How many of the social enterprise initiatives are actually working and sustainable versus mere feel-good projects?
How well can small communities integrate immigrants?
At what point do you throw in the towel on a small community? Are there some traditions we shouldn’t try to preserve?
Community development, however, is not an intellectual enterprise. Change happens on a tactical level. And tactically, many experts would agree, the formula for building sustainable communities starts with recognizing and unpacking the gifts within the communities themselves.
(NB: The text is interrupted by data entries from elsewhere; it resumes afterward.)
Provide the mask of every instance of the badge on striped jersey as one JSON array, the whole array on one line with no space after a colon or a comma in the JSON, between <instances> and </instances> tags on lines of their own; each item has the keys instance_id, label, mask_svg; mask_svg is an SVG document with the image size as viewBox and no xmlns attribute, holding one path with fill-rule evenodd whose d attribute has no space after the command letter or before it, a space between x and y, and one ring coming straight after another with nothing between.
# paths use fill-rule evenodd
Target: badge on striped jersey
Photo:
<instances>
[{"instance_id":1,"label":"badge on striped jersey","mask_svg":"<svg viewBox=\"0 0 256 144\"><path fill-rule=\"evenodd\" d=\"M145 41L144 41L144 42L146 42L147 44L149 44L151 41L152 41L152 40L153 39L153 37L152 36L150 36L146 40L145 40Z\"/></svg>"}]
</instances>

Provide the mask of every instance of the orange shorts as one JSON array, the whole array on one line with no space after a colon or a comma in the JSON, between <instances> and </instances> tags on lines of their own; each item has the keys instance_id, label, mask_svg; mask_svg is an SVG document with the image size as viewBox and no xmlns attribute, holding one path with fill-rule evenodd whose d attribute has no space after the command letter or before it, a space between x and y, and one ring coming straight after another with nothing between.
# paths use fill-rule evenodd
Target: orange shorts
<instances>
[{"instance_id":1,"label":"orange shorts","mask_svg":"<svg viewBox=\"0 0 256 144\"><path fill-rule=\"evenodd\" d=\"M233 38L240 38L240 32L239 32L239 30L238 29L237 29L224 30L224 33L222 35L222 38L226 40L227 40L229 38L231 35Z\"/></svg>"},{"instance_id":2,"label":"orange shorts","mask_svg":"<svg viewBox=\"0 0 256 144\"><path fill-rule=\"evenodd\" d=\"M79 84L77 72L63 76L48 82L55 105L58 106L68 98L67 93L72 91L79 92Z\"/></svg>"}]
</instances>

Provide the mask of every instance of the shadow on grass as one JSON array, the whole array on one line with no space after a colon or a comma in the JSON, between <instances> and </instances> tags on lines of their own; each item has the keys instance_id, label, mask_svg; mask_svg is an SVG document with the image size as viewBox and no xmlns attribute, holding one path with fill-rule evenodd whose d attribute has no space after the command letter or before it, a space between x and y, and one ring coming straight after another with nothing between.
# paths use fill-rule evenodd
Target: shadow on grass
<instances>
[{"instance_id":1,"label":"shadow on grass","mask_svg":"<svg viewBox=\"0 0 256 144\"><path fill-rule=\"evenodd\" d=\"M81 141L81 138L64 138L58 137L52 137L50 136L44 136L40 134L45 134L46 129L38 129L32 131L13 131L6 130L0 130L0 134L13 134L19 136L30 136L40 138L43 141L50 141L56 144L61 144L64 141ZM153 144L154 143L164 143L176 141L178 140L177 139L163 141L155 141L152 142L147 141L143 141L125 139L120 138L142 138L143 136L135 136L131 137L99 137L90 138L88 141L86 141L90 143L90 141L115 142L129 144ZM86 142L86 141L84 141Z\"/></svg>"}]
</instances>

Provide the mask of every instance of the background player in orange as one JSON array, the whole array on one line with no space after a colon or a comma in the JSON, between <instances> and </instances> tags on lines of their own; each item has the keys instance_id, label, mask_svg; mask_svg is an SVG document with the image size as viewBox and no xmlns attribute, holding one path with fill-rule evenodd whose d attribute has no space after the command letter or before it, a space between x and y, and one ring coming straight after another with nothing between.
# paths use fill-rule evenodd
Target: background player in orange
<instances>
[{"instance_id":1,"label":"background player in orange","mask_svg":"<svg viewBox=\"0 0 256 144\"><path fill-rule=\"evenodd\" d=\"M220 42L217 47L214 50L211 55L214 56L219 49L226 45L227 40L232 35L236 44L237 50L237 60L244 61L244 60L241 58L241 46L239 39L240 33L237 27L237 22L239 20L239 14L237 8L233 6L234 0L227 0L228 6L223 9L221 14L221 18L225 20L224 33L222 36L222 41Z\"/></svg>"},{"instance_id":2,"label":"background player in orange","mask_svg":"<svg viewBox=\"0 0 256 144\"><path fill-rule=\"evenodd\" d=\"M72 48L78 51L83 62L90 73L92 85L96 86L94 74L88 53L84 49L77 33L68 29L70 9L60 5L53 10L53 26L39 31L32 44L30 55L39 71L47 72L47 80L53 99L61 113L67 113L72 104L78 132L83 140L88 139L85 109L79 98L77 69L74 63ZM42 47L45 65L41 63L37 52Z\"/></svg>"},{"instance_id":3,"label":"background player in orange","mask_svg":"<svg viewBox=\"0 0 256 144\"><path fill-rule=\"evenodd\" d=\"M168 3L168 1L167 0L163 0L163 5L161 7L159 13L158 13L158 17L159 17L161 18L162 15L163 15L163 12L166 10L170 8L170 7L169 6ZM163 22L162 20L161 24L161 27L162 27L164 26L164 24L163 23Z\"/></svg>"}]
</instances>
Perhaps the greatest gift within each community is the realization that its citizens desperately need one another, that they’re bound together. Author and “degrowth activist” Charles Eisenstein has written that community “is not a separate ingredient for happiness along with food, shelter, music, touch, intellectual stimulation, and other forms of physical and spiritual nourishment. Community arises from the meeting of these needs. There is no community possible among a group of people who do not need each other.”
There were times that Fogo Islanders, separated in their 11 outports, did not really have that sense of desperate connection with one another. Attitudes changed, and when they did, possibilities followed. Zita Cobb likes to quote one of her local mentors, a former mayor of Joe Batt’s Arm Freeman Combden. “Freeman used to say, ‘You have two ears. One should hear good things and the other one should be slightly deaf.’ The point is that there are so many reasons not to carry on. People need an overarching idea that they can see themselves in. Ours was simple: we want to be here 100 years from now and look more or less like people our ancestors would recognize. Every Fogo Islander can see something in that. Everything people feel about themselves will follow from action, so you better get out and you better dance.”